Nigel Farage and Richard Tice shaking hands on stage at a Reform UK event in April 2026, with a Reform UK-branded podium in the foreground against a blue backdrop.
Reform UK leader Nigel Farage and deputy leader Richard Tice shake hands.

Richard Tice, Reform UK’s deputy leader, called the plan “outrageous” and promised his party would “reverse such a betrayal” if it won power. Shadow business secretary Andrew Griffith said: “Parliament reduced to a spectator while Brussels sets the terms is exactly what the country rejected.”


The government’s argument

Starmer has made the economic case for the reset explicitly, telling the BBC that “a stronger, closer relationship with Europe is in the UK’s best interest, particularly in a world that is as volatile as it is at the moment.”

Secretary of State for Health & Social Care Wes Streeting.
Secretary of State for Health & Social Care Wes Streeting.

Health Secretary Wes Streeting offered a blunter assessment: “The greatest betrayal of Brexit was the lies that were told to people about all the benefits.”

The Iran war has sharpened the government’s argument. With Trump threatening to rip up the UK-US trade deal, comparing Starmer to Neville Chamberlain and calling the special relationship “sad,” ministers argue that economic diversification toward the EU is not merely desirable but strategically necessary. The EU remains Britain’s largest trading partner, accounting for nearly half of all UK trade.

Conservative leader Kemi Badenoch told LBC the approach would be “the worst of both worlds.” She said: “We’re not in the EU where we can have a say, but we’re still taking the rules and we’re not using our sovereignty.”

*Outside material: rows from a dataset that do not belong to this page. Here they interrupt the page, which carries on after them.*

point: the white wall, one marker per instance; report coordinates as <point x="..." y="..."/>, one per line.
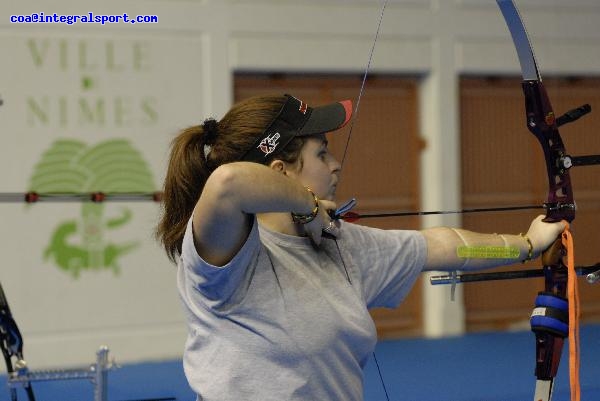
<point x="153" y="79"/>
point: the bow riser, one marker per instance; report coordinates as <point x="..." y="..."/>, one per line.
<point x="541" y="122"/>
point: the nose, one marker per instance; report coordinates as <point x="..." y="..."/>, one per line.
<point x="335" y="165"/>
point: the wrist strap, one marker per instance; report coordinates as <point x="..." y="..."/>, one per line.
<point x="530" y="247"/>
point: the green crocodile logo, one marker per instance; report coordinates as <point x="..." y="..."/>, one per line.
<point x="70" y="166"/>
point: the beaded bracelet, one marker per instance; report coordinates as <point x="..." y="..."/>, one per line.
<point x="530" y="248"/>
<point x="300" y="218"/>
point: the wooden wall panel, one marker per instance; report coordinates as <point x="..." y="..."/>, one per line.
<point x="502" y="164"/>
<point x="381" y="166"/>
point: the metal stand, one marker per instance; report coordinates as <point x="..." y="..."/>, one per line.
<point x="97" y="373"/>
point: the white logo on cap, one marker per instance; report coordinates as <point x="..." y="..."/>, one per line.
<point x="268" y="144"/>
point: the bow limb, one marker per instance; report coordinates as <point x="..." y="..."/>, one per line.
<point x="560" y="205"/>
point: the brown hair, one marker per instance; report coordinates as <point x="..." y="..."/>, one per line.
<point x="188" y="169"/>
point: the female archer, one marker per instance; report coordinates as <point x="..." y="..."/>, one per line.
<point x="276" y="291"/>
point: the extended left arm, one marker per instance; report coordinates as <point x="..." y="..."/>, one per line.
<point x="458" y="249"/>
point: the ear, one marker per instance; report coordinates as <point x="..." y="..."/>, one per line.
<point x="278" y="165"/>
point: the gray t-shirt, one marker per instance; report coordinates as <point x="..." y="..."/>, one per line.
<point x="285" y="320"/>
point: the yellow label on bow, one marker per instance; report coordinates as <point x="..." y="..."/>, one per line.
<point x="488" y="252"/>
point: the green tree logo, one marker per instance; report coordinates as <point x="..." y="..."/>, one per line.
<point x="111" y="166"/>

The “Farage clause” – and the legal complexity

One specific point of contention is a proposed termination clause in the reset agreement – dubbed the “Farage clause” – which could require the UK to pay the EU compensation potentially running to billions of pounds if a future government chose to unravel the deal. The UK is currently resisting agreeing to such a clause.

Christopher Howarth, a former European Research Group figure now at the Centre for a Better Britain, argued that if both Reform and the Conservatives publicly committed to renegotiating or scrapping the reset, the EU might think twice about investing diplomatic energy in a deal that could be unwound by the next government. “That might make the EU go cold on the whole idea. That’s the only real chance of stopping this,” he said.


The public opinion context

The Brexiteer mobilisation is taking place against a dramatically shifted polling landscape. More in Common polling found that 65% of Britons would now vote to rejoin the EU if given the opportunity – a figure that includes majorities among age groups who supported Leave in 2016. Among 18-25 year olds, the figure is above 80%.

That shift has not translated into a political consensus for full EU membership – none of the main parties currently advocate rejoining – but it has created a context in which the government can argue that a closer relationship with the EU is broadly in step with public opinion, even if the specific mechanism of secondary legislation is contested.

Whether the King’s Speech bill can navigate the House of Lords – where the government does not have a majority and where constitutional lawyers have already raised concerns about parliamentary scrutiny – is a separate question. The Brexiteers’ best opportunity may lie not in the Commons, where Labour’s majority holds, but in the upper chamber, where the bill could face significant amendment pressure.